India: Environmental experts criticise government’s waste-to-energy focus

Environmental non-profits have urged the Indian government to amend its waste management strategy, which favours the building of waste-to-energy plants over the building of biogas production facilities.

The building of a waste-to-energy plant near and existing landfill site in Gurugram, a city in the north Indian state of Haryana, has been opposed by local residents as well as environmental experts.

The Bandhwari landfill contains waste mountains reaching up to a height of 42 metres-the proposed waste-to-energy (WTE) facility is supposed to reduce the incoming waste volume. 

Commissioned by the government, Ecogreen Energy initially set out to build the WTE plant in 2017 yet construction efforts have lagged behind these past four years. During this time, three million more tonnes of garbage accumulated on the proposed building site.

In the wake of this delay, voices have grown loud questioning the effectiveness of WTE infrastructure in mitigating waste volume.

WTE represents a solution to the general waste problem only in so far as it treats non-recoverable and non-biodegradable waste.

For the solution to take, however, waste segregation is key. Yet due to high expenses, this is not practised as thoroughly in India as it is in western countries, resulting in the generation of huge piles of mixed waste.

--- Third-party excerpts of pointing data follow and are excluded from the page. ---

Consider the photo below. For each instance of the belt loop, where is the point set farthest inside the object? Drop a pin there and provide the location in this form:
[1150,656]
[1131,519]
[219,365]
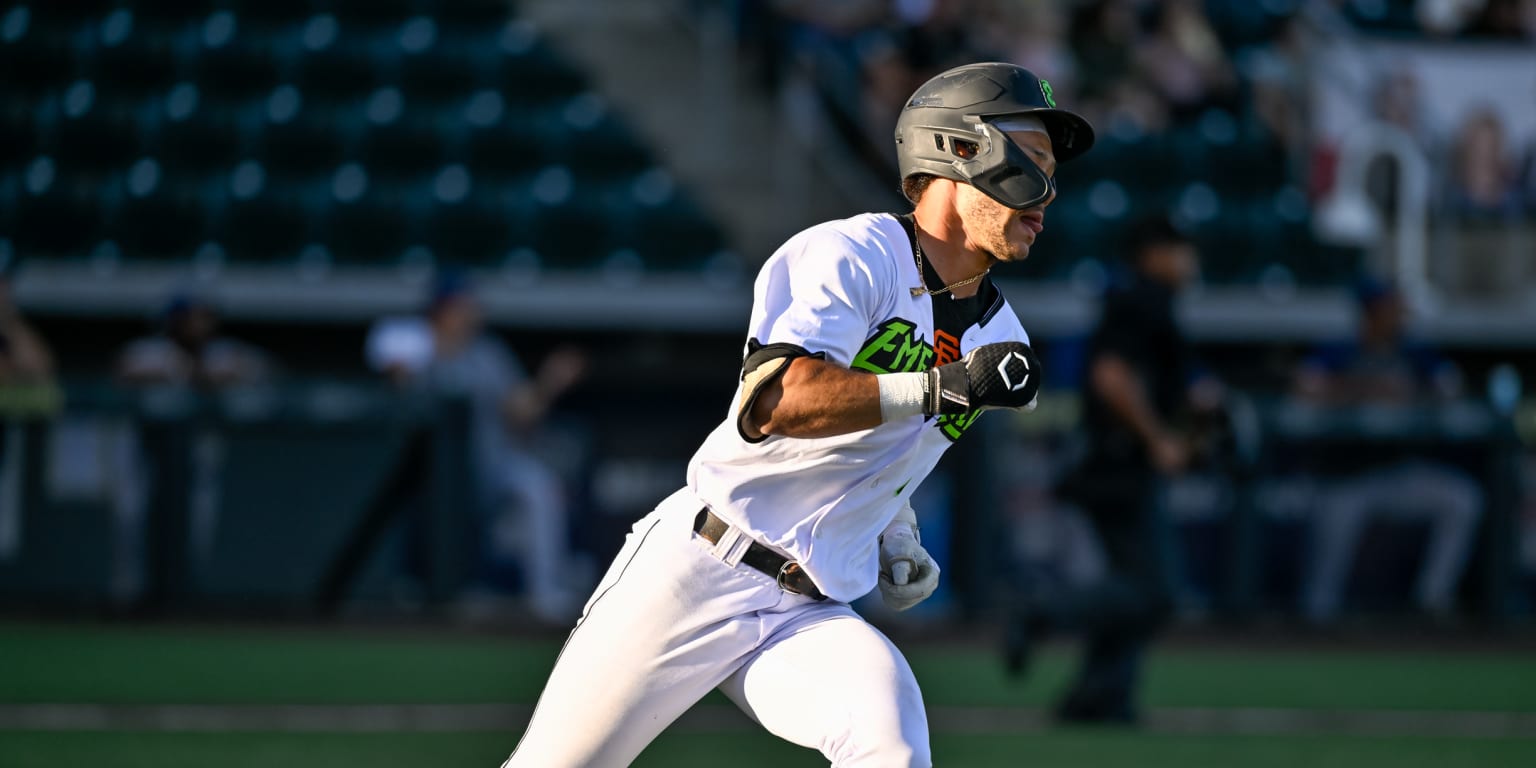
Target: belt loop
[731,546]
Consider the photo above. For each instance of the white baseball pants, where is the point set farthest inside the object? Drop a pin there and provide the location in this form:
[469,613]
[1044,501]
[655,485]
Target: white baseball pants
[673,619]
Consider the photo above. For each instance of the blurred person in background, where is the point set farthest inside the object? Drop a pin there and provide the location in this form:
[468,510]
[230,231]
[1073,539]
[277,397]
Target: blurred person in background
[1138,383]
[1183,59]
[1484,180]
[25,357]
[523,498]
[1384,367]
[189,350]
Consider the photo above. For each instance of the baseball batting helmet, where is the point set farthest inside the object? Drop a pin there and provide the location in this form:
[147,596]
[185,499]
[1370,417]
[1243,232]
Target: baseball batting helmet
[948,129]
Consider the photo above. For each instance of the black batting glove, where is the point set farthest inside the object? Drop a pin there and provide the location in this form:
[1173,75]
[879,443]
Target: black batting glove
[1002,375]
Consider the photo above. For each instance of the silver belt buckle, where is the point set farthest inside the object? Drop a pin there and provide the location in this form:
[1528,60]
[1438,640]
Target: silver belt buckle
[784,573]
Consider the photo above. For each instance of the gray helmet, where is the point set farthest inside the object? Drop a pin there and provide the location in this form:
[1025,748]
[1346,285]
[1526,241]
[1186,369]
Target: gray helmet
[946,129]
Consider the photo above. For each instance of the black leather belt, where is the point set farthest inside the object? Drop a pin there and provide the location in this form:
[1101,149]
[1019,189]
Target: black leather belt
[790,575]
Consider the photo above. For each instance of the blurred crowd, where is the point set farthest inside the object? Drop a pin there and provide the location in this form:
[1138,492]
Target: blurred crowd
[1138,68]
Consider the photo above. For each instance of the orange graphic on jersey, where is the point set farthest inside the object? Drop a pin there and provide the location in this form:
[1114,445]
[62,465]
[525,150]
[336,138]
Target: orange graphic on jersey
[946,347]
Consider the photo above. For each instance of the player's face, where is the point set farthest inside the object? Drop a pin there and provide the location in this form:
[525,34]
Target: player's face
[996,229]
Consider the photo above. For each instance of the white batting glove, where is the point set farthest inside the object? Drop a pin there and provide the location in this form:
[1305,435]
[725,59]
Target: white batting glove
[908,575]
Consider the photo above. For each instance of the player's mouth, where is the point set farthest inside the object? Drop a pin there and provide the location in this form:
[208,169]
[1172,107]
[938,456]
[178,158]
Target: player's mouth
[1034,220]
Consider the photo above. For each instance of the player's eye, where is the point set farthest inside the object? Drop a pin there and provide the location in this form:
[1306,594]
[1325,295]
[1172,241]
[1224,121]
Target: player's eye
[963,149]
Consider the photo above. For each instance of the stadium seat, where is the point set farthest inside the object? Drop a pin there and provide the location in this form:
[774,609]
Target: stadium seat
[106,137]
[344,71]
[62,221]
[476,232]
[19,135]
[268,228]
[675,237]
[243,68]
[572,235]
[403,149]
[149,60]
[217,137]
[372,231]
[165,225]
[42,60]
[301,146]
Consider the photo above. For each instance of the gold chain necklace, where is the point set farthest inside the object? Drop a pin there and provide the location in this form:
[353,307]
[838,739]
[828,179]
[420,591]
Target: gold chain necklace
[917,246]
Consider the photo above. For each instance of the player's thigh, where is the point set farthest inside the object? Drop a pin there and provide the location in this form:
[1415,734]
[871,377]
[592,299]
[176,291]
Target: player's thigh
[607,696]
[837,685]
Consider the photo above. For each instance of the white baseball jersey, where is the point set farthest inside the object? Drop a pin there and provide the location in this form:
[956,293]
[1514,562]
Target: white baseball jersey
[678,615]
[842,289]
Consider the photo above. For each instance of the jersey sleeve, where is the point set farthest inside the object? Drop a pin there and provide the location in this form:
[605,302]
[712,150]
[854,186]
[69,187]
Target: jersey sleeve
[820,292]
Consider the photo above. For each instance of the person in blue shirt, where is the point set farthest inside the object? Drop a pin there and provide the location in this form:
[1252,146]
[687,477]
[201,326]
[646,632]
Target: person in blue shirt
[1383,366]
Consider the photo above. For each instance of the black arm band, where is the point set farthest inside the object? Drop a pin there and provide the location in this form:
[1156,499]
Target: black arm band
[762,366]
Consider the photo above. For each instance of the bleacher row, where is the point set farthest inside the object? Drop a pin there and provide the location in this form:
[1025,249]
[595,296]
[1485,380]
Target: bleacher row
[321,132]
[1220,180]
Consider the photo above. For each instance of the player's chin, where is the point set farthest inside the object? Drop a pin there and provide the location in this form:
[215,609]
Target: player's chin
[1017,248]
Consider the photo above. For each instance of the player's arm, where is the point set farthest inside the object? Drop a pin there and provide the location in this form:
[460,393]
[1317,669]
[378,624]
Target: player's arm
[793,393]
[814,398]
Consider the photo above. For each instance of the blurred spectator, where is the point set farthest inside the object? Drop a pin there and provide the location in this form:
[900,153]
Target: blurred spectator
[523,498]
[1484,180]
[1138,383]
[1103,36]
[1183,59]
[1277,72]
[189,350]
[1381,366]
[25,357]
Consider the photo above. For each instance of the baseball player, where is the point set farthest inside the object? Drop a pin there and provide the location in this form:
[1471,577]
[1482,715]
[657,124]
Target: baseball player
[873,344]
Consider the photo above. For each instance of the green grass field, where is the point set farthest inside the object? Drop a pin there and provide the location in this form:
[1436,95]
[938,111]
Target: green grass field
[137,667]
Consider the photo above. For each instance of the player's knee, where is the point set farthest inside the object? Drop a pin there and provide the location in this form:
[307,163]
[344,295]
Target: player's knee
[887,754]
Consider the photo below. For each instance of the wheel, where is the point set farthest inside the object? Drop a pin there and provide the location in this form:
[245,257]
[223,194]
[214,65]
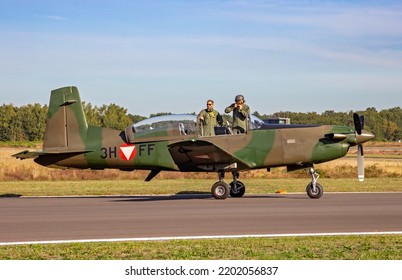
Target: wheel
[319,191]
[237,191]
[220,190]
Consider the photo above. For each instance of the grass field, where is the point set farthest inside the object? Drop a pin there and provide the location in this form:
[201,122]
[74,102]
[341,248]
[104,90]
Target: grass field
[381,247]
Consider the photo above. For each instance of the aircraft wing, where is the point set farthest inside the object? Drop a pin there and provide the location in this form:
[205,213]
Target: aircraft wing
[34,154]
[190,154]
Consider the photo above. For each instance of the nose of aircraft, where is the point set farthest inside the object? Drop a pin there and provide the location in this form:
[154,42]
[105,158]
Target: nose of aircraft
[364,137]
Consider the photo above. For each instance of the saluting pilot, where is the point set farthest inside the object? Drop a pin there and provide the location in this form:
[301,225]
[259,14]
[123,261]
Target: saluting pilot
[209,118]
[241,113]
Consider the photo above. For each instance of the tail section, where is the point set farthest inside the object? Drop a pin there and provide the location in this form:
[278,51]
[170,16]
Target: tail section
[66,125]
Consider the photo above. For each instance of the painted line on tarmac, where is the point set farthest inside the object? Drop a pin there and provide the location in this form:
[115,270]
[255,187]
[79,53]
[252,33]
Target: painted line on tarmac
[198,237]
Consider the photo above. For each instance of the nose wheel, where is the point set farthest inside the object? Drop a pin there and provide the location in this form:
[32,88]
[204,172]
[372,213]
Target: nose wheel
[314,190]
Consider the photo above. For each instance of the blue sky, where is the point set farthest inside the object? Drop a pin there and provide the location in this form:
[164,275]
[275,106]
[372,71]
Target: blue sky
[171,56]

Segregation is necessary for the establishment of material streams with high energy content (ex. plastic or paper) that can then be used to derive energy or fuel via WTE processes. But as this is not commonly practiced in the Indian context, the yield in waste is generally low-calorific. Waste of this sort may cause incineration difficulties when fed into WTE plants, which essentially renders the government’s waste reduction plans via WTE moot.  

Environmental experts in the country also argue that using waste to derive energy or fuel that has the potential to generate extra value if recycled represents a missed economic as well as sustainable opportunity.

Since 1987, only 15 WTE plants were built in India due to a lack in supply of necessary high-caloric waste. One half of them has shut down while the other is currently being monitored for purported environmental failings.

Relevant experts claim that in 90% of cases, biogas combustion is a less ecologically hazardous waste management solution than incineration.

Biogas, a mix of methane and carbon dioxide, is a more sustainable option than natural gas as it is not derived by drilling or fracking.

(Considering that a large majority of disposed waste in India has an organic origin, there seems to be some potential to the idea.)

WTE plants can serve to complement bio-methanation in the remaining 10% of cases, activists claim, with facility clusters serving larger areas proving a better idea than individual plants for every individual city.

Despite concerns voiced over this issue, the official government response has been in favour of WTE plants. According to S. Narayanan, member secretary of the Haryana State Pollution Control Board, the efficacy of the approach is dependent ‘on what is incinerated in the plant’-yet, in face of India’s lack of proper waste infrastructure, which renders waste segregation for the sourcing of high-calorific waste suitable for energy conversion purposes fraught, this appears to be irrelevant.

In India, 77% of solid waste is dumped on landfills, with only 18% being composted and 5% being recycled.